Monday, September 04, 2006

Condoms: To Use Or Not To Use

Interesting report on condom use:

NEW YORK (Reuters Health) - Many teenagers and young adults fail to use condoms consistently, regardless of whether they have sex with a serious or a "casual" partner, a new study suggests.

Researchers found that among more than 1,300 15- to 21-year-olds, those with casual sex partners had unprotected sex just as often as those in serious relationships -- about 20 times over the previous three months, on average.

Those who had casual sex were more likely to use condoms at least some of the time, the study found. But because they had sex more often, they ended up having unprotected intercourse just as frequently as their peers in steady relationships.

The findings point up two different problems, according to the researchers.

"Unfortunately, this reveals that teens may overestimate the safety of using condoms most of the time with a casual partner and underestimate the risk of unprotected sex with a serious partner," lead study author Dr. Celia Lescano said in a statement.

And, based on my clinical experience, here's a third, quite common, problem: many patients simply do not like using condoms.
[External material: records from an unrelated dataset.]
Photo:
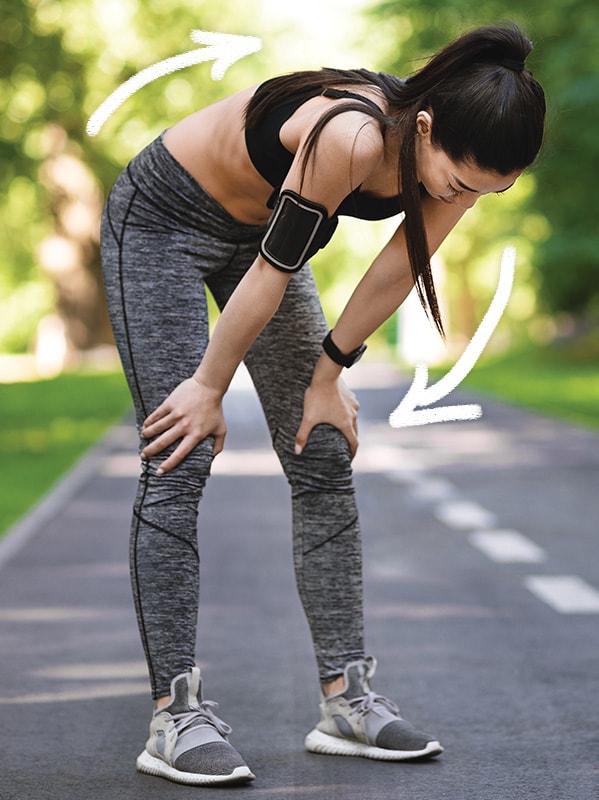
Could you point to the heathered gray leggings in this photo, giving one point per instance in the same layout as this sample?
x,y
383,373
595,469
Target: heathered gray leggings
x,y
163,238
Interestingly, I find it's mostly the adults who are adverse to the very concept of condom use. Teens are very receptive to advice on condom use, and the majority report they already use condoms (or so they tell me). But try convincing monogamous adults, in long term relationships, to use condoms. It's not easy, and, I must admit, more often than not, quite unsuccessful.

Labels: , ,


At 1:51 AM, Blogger Amanda Marcotte said...

I'm a little confused. Why should adults that are in monogamous relationships that have another method of birth control use condoms? I mean, if you're both tested and clear of disease, it's all good, right?
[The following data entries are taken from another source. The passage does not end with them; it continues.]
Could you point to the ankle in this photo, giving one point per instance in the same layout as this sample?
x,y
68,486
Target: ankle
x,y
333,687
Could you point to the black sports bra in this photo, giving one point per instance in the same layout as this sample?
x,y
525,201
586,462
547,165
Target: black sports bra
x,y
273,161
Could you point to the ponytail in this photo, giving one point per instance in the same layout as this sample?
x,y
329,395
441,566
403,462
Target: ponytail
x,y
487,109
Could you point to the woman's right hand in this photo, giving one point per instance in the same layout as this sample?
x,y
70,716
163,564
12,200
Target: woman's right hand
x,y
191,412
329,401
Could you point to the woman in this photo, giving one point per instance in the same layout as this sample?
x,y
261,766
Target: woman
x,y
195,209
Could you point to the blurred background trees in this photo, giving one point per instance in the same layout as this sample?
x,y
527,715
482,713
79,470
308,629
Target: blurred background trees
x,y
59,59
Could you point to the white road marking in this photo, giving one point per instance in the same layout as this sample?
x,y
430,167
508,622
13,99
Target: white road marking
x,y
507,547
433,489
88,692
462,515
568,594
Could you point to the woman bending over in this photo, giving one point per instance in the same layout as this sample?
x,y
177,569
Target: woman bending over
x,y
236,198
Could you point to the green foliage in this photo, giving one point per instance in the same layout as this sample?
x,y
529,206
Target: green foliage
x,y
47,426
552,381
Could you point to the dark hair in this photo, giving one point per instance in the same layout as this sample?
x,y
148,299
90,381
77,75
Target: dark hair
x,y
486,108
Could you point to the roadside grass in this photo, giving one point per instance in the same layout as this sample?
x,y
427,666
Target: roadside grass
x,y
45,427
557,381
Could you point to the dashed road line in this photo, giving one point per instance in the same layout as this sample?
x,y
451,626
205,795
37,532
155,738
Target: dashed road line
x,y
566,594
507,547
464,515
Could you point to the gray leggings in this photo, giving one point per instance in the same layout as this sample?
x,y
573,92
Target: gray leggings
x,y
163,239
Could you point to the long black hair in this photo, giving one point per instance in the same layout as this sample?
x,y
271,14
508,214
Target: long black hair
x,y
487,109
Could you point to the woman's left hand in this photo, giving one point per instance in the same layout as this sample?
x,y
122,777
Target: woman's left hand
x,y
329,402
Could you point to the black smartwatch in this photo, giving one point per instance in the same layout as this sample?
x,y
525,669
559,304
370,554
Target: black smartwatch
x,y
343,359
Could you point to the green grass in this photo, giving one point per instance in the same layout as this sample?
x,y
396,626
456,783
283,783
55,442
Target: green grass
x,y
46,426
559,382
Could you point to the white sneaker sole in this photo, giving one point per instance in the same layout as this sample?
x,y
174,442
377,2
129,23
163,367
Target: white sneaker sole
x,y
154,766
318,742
At 1:16 AM, Blogger ema said...

*If* both conditions are met (and ongoing), it's all good.

At 1:02 AM, Blogger Amanda Marcotte said...


At 5:35 PM, Blogger Alison Cummins said...

Adults in long-term monogamous relationships.

My beloved and I have been together for five years. I haven't had sex with anyone else in over three years. I know enough about my beloved's use of time to be confident that fidelity is mutual. My beloved was last screened for STDs about four years ago; for me it was maybe five. Sure, it's possible that one of us caught something since our last screening.

We've been having sex for five years. If one of us has an STD, chances are that it's already been transmitted.

I feel fine with the risk of not using condoms. I agree that it's there and that one of us could stop being monogamous at any time and that there isn't really anything the other could do about it, but I'm fine with the risk. I get biannual Pap smears. I feel completely reasonable.

So explain to me why you are so disappointed that it's hard to convince me of the necessity of latex barriers?

I wouldn't be surprised if my parents have never been screened for STDs at all. If you were to express frustration to them with their lack of receptivity to the use of latex barriers, they would smile fondly, pat you on the head and change the subject. I'm sorry to say, they wouldn't be wrong.

Why stop with condoms? Why not go on a campaign to stop kissing without latex barriers for all people at all times because of the possibility of herpes transmission?

At 2:15 AM, Anonymous Anonymous said...

Safe sex is good for everyone. We try to help everyone realize that the practice of safe sex is important for them and their significant other. Whether you are in a monogomous relationship or just dating casually, you should always practice safe sex. And , there is no better way then to use a condom.